Is it needed/possible to fsck under ZFS ?

Matthew Seaman matthew at FreeBSD.org
Thu Apr 20 15:18:14 UTC 2017


On 2017/04/20 14:42, Manish Jain wrote:
> Under UFS, I always used to do manual fsck upon improper shutdown.
> But I have no idea what to do for ZFS. Is it needed (even possible ?)
> to fsck for ZFS ? I very much doubt that : ZFS was, as far as I know,
> designed with data integrity as a central concern. But still I would
> like to be sure.

Other respondents have pointed you at 'zpool scrub' -- which is fine,
but it isn't an analogue of fsck(8).  'zpool scrub' discovers and
corrects filesystem blocks that fail their checksum tests (assuming some
sort of mirroring / zraid setup or you're saving multiple copies of each
block).  Failures like that are usually down to the hardware not working
perfectly.  It's a unique feature of ZFS -- about the only equivalents
are the 'patrol read' functionality of some high-end RAID controllers,
but those may only /detect/ corruption rather than fixing it.

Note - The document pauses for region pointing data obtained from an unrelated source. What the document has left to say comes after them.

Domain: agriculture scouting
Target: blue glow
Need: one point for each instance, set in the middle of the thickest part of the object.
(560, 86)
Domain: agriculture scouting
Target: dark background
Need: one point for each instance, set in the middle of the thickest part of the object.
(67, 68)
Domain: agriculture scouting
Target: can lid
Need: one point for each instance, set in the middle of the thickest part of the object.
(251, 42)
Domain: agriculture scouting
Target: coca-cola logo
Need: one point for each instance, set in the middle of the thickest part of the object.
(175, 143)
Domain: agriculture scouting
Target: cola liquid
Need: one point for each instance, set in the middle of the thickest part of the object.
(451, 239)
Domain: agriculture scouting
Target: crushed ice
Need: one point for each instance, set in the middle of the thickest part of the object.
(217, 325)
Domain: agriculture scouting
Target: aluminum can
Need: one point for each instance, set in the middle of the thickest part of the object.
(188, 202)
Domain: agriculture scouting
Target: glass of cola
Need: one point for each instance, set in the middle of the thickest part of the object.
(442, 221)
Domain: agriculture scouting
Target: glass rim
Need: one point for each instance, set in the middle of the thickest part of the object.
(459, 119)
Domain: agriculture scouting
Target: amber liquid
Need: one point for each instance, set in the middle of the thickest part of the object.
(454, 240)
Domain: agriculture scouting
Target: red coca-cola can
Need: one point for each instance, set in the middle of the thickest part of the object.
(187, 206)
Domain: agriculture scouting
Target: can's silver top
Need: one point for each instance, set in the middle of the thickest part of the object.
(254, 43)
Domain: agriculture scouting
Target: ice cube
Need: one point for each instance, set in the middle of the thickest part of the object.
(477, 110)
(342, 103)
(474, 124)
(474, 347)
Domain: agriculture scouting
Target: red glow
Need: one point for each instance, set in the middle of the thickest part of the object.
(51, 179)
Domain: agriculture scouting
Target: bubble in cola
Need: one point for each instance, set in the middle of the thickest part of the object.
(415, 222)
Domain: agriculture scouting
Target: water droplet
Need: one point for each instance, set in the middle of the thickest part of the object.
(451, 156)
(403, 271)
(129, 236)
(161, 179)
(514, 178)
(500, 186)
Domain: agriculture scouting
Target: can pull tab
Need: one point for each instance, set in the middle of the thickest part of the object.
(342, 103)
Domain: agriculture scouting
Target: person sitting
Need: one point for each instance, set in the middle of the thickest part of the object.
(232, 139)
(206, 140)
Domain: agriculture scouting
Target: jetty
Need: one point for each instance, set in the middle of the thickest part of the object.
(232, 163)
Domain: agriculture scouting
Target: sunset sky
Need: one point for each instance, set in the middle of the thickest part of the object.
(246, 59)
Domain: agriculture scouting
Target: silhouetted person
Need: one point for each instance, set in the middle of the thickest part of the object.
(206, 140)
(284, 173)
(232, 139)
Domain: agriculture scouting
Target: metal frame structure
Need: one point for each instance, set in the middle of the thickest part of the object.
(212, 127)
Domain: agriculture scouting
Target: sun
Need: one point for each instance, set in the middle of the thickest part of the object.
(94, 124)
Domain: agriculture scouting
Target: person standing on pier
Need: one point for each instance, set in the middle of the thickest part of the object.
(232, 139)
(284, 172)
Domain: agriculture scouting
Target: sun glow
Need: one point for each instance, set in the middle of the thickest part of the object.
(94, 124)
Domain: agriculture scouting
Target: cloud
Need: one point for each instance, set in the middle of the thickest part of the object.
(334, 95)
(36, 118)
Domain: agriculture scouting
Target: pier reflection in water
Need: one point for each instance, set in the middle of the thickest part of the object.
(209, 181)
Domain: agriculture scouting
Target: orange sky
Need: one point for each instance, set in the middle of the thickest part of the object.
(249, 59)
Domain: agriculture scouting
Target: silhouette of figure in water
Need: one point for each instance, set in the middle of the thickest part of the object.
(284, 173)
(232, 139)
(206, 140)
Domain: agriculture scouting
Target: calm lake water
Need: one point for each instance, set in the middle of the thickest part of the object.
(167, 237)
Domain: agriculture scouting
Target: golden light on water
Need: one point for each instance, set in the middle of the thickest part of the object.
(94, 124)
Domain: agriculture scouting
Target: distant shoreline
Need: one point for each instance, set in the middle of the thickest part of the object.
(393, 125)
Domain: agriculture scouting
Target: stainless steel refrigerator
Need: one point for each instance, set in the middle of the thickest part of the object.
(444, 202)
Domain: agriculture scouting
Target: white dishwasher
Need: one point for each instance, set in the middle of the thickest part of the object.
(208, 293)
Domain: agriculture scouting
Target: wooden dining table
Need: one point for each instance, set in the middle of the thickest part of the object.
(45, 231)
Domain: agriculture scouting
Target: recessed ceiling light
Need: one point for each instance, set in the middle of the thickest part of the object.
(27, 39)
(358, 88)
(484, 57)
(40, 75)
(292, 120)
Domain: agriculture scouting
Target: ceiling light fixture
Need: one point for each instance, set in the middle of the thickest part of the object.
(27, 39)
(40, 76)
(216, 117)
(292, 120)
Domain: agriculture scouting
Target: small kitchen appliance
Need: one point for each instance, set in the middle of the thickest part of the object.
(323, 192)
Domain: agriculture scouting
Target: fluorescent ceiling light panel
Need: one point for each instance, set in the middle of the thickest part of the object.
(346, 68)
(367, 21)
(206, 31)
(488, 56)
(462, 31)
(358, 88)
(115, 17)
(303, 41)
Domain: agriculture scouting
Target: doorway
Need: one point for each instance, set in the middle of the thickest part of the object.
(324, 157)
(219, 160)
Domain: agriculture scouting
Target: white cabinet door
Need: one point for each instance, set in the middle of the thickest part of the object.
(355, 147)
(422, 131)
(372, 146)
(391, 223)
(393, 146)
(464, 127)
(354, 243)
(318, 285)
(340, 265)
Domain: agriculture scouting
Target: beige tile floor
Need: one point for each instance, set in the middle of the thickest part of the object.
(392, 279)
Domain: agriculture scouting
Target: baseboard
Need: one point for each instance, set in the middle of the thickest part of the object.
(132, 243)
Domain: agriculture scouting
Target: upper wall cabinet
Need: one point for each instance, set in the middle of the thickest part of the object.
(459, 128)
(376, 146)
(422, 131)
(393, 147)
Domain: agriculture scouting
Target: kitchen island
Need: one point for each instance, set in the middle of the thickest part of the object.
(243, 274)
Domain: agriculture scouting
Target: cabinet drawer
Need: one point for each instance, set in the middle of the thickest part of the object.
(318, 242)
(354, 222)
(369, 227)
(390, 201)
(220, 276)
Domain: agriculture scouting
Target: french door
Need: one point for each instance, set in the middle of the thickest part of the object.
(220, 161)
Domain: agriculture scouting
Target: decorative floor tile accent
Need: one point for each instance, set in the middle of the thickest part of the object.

Anyhow, you don't need anything like fsck(8) with ZFS because ZFS always
keeps what is on disk self-consistent.  It's the Copy-on-write semantics
thing that allows it to do that.  If you edit a file, the modified data
is first written to a new disk block, and then there is an atomic
operation to update the block pointer to point to the newly written
block.  If anything goes wrong in the middle of that sequence, you're
left with the original unchanged version of the file.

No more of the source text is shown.